The alpha model was implemented last fall, “which saw the addition of nine full-time paramedic positions,” Leong notes.
“As part of the Rural, Remote, First Nations and Indigenous COVID-19 Response Framework (RRIF), three ambulances were added, one each in Squamish, Whistler and Pemberton, and in addition, two temporary advanced care paramedic positions were added to the Whistler station to serve the Sea to Sky area.

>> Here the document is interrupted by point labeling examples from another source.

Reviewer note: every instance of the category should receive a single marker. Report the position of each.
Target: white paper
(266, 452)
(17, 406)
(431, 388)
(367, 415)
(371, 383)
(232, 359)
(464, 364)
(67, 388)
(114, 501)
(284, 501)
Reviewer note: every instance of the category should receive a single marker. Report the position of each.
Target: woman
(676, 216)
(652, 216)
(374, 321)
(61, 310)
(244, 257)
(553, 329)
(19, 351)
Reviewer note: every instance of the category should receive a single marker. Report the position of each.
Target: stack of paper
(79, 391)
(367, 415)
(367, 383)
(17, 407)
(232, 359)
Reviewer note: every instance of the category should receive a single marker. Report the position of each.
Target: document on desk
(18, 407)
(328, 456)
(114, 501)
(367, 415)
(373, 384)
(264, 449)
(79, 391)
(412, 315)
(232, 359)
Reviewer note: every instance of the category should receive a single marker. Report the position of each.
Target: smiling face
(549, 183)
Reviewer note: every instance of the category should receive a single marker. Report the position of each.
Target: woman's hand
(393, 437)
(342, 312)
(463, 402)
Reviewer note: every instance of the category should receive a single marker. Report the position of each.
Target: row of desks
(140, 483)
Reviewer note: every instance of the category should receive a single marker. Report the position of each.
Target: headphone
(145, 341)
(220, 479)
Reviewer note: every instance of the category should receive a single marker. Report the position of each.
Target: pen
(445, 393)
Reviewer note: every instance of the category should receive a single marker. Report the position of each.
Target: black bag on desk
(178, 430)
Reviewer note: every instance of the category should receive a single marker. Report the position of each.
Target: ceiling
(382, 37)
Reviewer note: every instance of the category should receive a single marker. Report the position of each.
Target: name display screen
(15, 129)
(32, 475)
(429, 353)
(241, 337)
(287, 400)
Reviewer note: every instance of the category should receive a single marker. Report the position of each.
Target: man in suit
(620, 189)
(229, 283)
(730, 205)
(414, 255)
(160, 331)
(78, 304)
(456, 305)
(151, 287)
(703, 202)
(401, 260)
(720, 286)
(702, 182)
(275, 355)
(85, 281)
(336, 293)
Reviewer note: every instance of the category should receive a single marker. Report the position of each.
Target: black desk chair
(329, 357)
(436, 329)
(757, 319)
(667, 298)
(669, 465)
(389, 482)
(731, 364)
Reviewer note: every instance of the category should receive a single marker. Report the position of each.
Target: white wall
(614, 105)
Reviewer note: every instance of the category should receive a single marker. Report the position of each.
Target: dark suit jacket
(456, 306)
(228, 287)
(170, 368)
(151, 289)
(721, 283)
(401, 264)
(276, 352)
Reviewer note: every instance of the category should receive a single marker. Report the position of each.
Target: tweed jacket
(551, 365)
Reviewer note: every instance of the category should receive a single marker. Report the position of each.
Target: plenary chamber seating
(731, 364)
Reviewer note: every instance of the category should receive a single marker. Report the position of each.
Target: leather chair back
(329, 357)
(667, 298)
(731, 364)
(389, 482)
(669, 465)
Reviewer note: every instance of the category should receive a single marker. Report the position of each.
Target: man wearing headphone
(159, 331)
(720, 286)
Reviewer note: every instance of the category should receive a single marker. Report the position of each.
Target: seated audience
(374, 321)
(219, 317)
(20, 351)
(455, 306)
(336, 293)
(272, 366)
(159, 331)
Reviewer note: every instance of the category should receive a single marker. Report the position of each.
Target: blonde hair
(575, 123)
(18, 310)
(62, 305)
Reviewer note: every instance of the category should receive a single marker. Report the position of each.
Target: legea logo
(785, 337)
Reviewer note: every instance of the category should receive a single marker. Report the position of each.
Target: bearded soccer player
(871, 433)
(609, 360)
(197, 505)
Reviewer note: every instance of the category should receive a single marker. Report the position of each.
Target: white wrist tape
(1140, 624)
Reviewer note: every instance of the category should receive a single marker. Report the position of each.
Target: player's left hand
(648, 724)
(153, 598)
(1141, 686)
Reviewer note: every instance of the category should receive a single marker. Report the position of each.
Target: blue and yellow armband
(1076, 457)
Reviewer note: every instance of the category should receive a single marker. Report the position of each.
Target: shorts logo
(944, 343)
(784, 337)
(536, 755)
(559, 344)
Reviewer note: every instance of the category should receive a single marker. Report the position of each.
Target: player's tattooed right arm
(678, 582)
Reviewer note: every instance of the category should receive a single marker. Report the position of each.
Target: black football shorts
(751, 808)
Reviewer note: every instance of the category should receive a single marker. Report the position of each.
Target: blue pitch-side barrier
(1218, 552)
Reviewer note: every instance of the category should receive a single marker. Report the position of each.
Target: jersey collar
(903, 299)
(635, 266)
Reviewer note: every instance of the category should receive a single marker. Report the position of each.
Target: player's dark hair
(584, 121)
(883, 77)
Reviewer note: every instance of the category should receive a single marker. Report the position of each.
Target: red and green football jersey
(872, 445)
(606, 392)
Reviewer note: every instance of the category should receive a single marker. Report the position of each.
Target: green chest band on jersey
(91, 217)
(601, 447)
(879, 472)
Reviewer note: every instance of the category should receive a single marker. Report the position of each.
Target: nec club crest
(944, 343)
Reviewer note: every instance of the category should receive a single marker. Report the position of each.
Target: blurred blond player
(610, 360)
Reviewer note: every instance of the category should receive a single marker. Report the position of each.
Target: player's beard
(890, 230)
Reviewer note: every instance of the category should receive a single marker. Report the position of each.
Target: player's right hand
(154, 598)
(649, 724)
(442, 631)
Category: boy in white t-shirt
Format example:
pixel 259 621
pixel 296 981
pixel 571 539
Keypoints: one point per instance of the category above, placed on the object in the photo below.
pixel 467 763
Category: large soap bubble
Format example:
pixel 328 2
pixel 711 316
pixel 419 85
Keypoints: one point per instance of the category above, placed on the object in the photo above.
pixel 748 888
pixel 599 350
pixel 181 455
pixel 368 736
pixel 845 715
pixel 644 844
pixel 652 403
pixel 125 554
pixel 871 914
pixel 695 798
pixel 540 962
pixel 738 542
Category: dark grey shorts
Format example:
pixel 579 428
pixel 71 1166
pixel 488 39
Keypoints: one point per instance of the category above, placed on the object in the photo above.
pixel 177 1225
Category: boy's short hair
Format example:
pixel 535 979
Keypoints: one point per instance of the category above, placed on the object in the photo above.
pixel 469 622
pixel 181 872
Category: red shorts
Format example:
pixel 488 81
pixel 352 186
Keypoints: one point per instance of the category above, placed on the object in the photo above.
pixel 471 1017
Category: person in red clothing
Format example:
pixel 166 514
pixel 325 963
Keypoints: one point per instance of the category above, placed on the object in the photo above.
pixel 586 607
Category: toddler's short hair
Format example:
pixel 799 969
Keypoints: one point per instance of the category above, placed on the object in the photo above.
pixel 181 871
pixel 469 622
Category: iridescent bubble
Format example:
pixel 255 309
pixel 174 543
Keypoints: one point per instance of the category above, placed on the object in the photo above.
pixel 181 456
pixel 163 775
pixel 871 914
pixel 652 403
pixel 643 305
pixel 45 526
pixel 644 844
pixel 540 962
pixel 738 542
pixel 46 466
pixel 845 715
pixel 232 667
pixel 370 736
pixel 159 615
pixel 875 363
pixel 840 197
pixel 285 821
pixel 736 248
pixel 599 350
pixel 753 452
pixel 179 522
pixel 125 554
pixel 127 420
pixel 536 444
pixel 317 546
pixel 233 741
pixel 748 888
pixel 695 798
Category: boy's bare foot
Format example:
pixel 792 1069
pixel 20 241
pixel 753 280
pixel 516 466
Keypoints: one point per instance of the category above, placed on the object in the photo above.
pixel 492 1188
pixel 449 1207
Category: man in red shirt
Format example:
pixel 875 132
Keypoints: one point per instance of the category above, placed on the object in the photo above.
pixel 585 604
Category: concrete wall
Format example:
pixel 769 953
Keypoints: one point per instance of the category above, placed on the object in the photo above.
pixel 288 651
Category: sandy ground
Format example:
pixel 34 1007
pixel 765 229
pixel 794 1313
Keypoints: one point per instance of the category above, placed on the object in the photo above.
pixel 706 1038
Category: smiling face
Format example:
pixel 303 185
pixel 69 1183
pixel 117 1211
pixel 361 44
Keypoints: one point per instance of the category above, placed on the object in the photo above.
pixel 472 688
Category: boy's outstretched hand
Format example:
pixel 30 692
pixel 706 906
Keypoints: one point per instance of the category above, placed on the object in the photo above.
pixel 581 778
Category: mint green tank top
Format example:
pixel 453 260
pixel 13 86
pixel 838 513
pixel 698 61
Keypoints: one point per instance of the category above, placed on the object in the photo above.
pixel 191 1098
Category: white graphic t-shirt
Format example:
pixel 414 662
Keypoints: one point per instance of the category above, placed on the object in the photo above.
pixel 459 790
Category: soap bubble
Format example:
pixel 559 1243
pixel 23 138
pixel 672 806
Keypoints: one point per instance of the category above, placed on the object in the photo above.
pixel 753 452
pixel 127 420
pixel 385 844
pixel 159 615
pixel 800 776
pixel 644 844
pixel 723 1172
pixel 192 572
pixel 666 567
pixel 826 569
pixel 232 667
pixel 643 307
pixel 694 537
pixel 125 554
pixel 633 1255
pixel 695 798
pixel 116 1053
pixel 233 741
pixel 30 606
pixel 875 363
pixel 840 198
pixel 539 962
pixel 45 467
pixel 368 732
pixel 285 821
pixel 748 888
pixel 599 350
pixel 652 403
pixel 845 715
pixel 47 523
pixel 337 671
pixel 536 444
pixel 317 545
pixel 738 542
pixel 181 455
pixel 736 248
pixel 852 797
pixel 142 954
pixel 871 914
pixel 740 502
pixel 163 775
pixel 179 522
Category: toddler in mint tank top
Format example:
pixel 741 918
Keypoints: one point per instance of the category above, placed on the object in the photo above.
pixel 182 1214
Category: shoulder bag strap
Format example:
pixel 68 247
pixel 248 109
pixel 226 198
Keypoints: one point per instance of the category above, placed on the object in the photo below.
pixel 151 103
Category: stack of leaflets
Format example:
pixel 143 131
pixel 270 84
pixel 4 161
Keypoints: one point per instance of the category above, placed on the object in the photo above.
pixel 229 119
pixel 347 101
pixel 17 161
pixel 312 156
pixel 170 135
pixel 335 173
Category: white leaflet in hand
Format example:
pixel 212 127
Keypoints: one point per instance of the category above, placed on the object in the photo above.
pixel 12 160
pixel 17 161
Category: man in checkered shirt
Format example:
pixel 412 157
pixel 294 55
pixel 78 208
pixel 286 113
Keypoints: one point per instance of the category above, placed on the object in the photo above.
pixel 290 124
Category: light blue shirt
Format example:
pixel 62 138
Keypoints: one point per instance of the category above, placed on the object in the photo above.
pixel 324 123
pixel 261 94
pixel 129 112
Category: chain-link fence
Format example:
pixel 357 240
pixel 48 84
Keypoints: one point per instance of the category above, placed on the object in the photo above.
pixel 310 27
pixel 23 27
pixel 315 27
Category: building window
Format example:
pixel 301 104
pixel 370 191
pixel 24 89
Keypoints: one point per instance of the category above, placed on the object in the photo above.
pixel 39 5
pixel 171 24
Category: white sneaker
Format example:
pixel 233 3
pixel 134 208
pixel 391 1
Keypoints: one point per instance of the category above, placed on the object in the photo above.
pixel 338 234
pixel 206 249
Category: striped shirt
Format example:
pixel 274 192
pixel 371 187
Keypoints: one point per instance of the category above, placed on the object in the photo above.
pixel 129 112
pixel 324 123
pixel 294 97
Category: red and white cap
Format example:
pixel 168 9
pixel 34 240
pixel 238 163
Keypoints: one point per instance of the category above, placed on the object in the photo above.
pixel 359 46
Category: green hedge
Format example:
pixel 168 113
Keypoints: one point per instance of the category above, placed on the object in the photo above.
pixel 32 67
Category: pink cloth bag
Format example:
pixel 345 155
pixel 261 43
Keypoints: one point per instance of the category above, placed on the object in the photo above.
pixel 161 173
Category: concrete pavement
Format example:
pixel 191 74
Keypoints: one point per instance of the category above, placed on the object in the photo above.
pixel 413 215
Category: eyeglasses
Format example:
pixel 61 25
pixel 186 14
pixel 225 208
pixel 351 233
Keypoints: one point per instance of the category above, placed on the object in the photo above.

“Recognizing the great work these advanced care paramedics have contributed to the Sea to Sky area, these two advanced care paramedic positions were made permanent in June 2022, and they help support primary care paramedics in the region.”
The investments have contributed to a “more stable staffing situation” in the corridor, Leong says, adding that BCEHS continues to actively recruit across the province and throughout the Sea to Sky corridor.